Trump responded in a letter sent to Kim Yong Un, stating that the summit that had been scheduled for June 12 in Singapore would no longer be possible.
"The world and North Korea has lost a tremendous opportunity for lasting peace and great prosperity and wealth," Trump wrote. "This missed opportunity is truly a sad moment in history."
However, it looks as though there could be another meeting in the works, although various experts believe the damage has already been done – check out their opinions below:
“Trump's decision to cancel the summit with Kim has the potential to alienate the United States from Asia further undermining any future negotiations with the rest of the region. This pronouncement leaves South Korea in the worst possible situation.
They are now stuck between balancing the first real opportunity to improve relations with North Korea and reduce the likelihood of further aggression with the need to maintain the alliance with the United States. What happens in the coming months will turn on how South Korea navigates this new situation and what China decides to do regarding sanctions.
The destruction of the test site coupled with the relative good behaviour of the DPRK has likely created enough room for China and others to ease sanctions to demonstrate the positive rewards for conforming to international norms. If sanctions are not eased or the Trump administration attempts to unilaterally ratchet up pressure, it is highly likely that we will see a DPRK retaliation in some form.
If South Korea tows D.C.'s line, then we could see a physical retaliation, if America continues to act unilaterally and tout the Libya model which is a blatant reference to regime change and assassination, the only capability available to North Korea is a cyberattack. Demonstrating resolve and the fact that the US is not impervious to the pain of conflict is something that North Korea will have to seriously consider over the coming months as the world figures out how to navigate the cult of personality that is currently driving both countries.”
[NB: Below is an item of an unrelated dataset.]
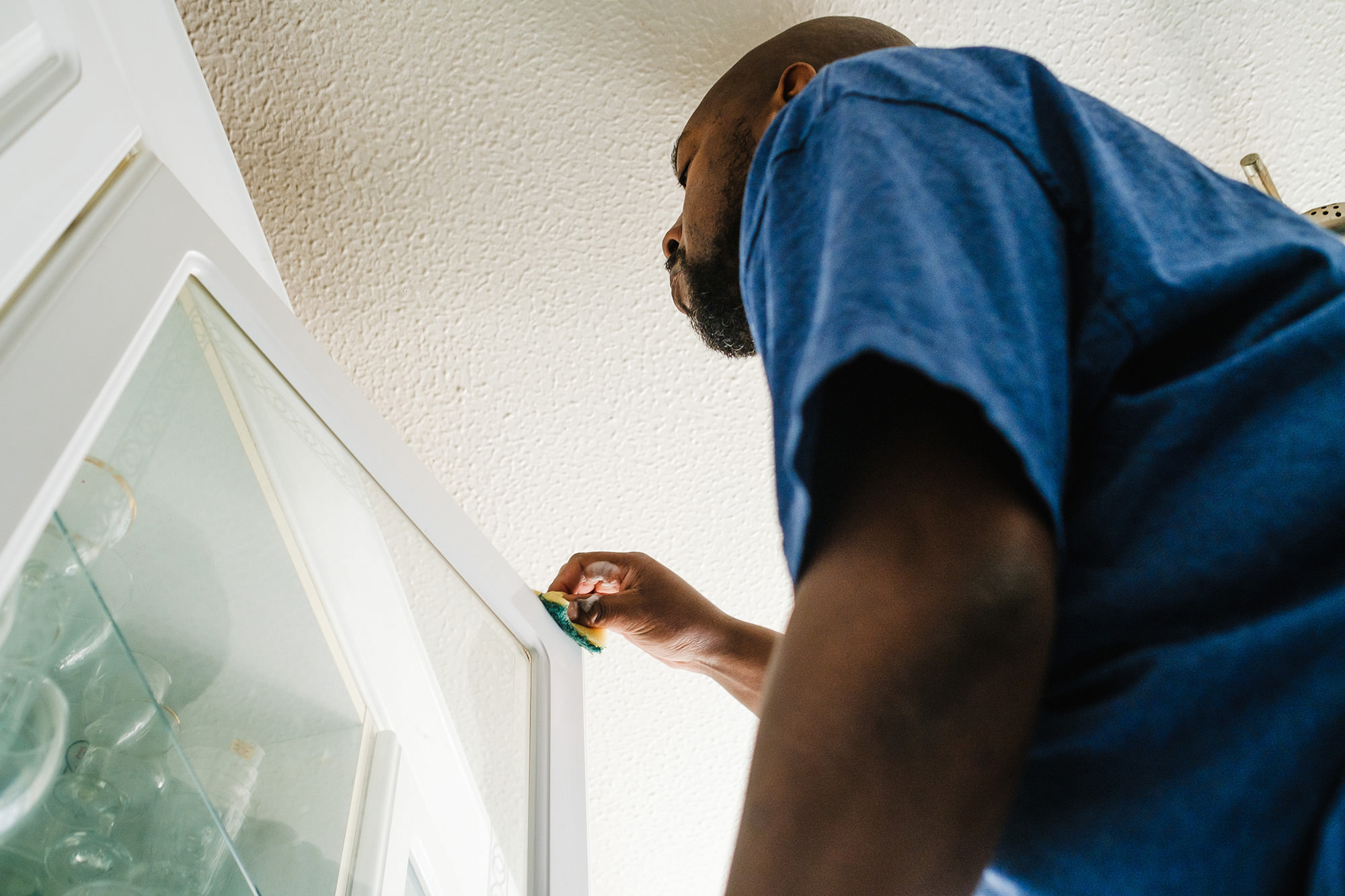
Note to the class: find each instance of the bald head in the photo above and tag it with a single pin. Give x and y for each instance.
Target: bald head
(817, 42)
(714, 155)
"Cancellation of this summit with Kim will likely have larger implications than if President Trump never accepted the invitation in the first place. This will be viewed by North Korean leadership as a slight against the Kim family which will raise the demand for response.
We expect that there will be some type of cyber-retaliation, most likely denial-of-service or other disruptive attacks against U.S. government departments or military networks, defense contractors, and large American multinationals. Given the high degree of perceived offense against the Kim family, this response will likely occur in the coming weeks and months.
Lastly, the timing of the cancellation, right before the Memorial Day holiday in the United States, is consistent with the historic timing of North Korean cyber attacks in the past. North Korea launched the Sony Pictures Entertainment attack in December 2014, the MyDoom denial of service attacks against US government networks over the 4th of July weekend in 2009, and has for years conducted missile or nuclear tests on the 4th of July as well."